2.12.10

TOROS EN EL BUENOS AIRES COLONIAL

TOROS EN EL BUENOS AIRES COLONIAL


Me llamo Benita. Alrededor de 1857, mis raíces llegaron hacinadas dentro de las bodegas de los barcos que los traficantes de carne negra desembarcaban en las costas del puerto de Buenos Aires. Encadenados como bestias, hambrientos y aterrados, no tenían ni la menor idea del lugar donde se encontraban. No respondían a las órdenes de sus secuestradores porque desconocían el lenguaje; ignorancia fatal, que descargaba una lluvia de trompadas y latigazos sobre sus pieles oscuras, laceradas durante las peripecias horrorosas de la travesía. Los traficantes tenían contactos en tierra. El desembarco se hacía de noche y la entrega de mercadería a los sabuesos regateadores, sus futuros amos se efectuaba entre puteadas, patadas y empujones.

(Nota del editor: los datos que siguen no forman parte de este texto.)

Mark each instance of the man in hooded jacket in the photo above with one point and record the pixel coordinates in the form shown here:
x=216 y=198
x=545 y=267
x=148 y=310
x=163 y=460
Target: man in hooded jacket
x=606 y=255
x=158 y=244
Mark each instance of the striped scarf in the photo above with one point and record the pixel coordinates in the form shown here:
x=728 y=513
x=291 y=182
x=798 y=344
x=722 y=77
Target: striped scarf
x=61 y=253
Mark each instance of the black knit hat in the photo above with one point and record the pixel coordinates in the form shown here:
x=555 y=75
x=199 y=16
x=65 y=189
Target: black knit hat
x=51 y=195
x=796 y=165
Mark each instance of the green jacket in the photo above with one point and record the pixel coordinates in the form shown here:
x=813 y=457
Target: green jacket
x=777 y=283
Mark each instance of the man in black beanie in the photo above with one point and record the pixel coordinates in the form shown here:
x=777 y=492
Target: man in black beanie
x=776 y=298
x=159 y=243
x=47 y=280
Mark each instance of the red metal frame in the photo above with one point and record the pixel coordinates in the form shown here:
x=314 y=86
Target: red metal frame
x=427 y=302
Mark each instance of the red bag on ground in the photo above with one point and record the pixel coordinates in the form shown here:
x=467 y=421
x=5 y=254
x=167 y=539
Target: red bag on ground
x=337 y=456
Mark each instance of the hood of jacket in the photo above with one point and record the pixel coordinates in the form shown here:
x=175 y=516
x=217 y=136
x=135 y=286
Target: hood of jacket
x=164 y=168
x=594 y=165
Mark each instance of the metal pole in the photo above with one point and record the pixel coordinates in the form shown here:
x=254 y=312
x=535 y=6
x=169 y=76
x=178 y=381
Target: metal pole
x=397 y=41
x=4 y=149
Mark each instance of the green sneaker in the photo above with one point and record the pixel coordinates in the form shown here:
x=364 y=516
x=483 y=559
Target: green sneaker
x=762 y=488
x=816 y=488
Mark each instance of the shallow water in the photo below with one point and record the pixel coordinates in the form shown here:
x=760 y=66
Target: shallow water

Mis ancestros aportaron a Buenos Aires, ciudad que empezaba la metamorfosis de abandonar el estado larval para transformarse — conforme a los designios de la naturaleza — en liviana y bella mariposa, lista para echarse a volar, no solamente la fuerza de la juventud, que se desgajaba en los trabajos más rudos. Inauguraron, enfrentándose al ceño fruncido de los españoles, la risa abierta que enseñaba fauces moradas y grandes dientes blancos; el repiqueteo del candombe, la esbeltez arrogante de los hombres, el ondulado caminar de las mujeres y agregaron al lenguaje que se gestaba, voces como milonga, mandinga, o tango. Pienso que mis antepasados soportaron la esclavitud, porque el espíritu de la música tribal, que atesoraban en el corazón, los mantenía con la ilusión en vilo: algún día retornarían a su tierra, con los suyos. Algún día volverían a salir de cacería para arribar orgullosos con la presa muerta sobre el hombro. Algún atardecer los encontraría sumergidos dentro de los pastizales, revolcando una hembra. Un “algún día”, que ninguno de ellos alcanzó.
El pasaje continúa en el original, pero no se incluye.